Hacker News new | ask | show | jobs
by Dionakra 1789 days ago
Exactly-once semantics is virtually impossible to achieve, there is a lot of literature all over the internet, but an easy example could be the following.

Imagine a client sending messages to RabbitMQ with some retry policy if it doesn't receive the ACK from the broker. If the client sends the message and it doesn't receive the ACK in the terms it has been defined (maybe a timeout of 30s), it will retry to send the message, as the consumer assumes that the message hasn't been received by the brokers, but it could be that the ACK back to the client is the one that failed to be sent to the client. The brokers actually saved the message, and they stored it, but the client doesn't know, so it retries the message.

If you don't have some control over the messages, this retried message is _new_ to RabbitMQ, so it will store it and send back the ACK. Maybe this time it is successful and no other retries are made.

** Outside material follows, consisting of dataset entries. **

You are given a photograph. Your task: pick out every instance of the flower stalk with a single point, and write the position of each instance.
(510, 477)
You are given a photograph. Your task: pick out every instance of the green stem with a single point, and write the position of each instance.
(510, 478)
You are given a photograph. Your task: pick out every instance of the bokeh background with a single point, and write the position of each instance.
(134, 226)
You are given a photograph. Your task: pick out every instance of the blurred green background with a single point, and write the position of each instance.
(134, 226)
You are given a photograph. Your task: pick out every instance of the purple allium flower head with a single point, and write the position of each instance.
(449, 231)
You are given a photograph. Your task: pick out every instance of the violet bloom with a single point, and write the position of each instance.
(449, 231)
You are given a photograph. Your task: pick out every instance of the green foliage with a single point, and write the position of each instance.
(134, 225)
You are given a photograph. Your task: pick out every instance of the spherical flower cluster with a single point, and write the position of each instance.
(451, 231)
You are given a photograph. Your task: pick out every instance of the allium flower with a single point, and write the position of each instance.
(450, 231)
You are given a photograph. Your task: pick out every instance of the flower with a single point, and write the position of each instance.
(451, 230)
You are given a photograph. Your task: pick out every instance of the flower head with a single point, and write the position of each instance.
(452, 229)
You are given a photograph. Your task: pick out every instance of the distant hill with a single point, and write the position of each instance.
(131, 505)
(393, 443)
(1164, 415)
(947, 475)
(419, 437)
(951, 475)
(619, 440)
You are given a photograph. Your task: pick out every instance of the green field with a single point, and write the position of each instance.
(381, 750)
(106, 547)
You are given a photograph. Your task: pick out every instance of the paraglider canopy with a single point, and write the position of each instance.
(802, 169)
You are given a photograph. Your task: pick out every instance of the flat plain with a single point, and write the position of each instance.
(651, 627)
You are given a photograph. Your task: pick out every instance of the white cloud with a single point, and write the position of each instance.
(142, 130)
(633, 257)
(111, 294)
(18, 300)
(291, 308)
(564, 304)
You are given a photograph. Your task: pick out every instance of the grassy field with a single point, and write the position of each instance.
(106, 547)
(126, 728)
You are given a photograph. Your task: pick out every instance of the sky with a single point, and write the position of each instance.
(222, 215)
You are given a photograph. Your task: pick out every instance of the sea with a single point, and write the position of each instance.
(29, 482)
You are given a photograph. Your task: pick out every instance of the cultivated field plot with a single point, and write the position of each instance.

With this scenario, the brokers would have received the same message twice. By adding this kind of control (Kafka does more or less the same by discarding messages with already processed IDs when configured as exactly-once) you can try to avoid duplicates. Of course it is limited by memory and it is not in fact exactly-once semantics, so they are calling it now _effectively exactly-once semantics_, as it is more precise.

1 comments

"Exactly-once semantics is virtually impossible to achieve".

Impossible to achieve for a broker, yes. Combination of at least once delivery everywhere upstream and deduping in the consumer gives that consumer exactly once processing.

Lots of people don't grok that and they can be duped into buying certain products with claims that they offer "exactly once". Kafka does or used to do this, SQS (FIFO) also gives this false impression although they are a little more subtle about it. As soon as 1 vendor does it, they all have to do it.

"Did you hear Rabbit doesn't dedupe messages?!"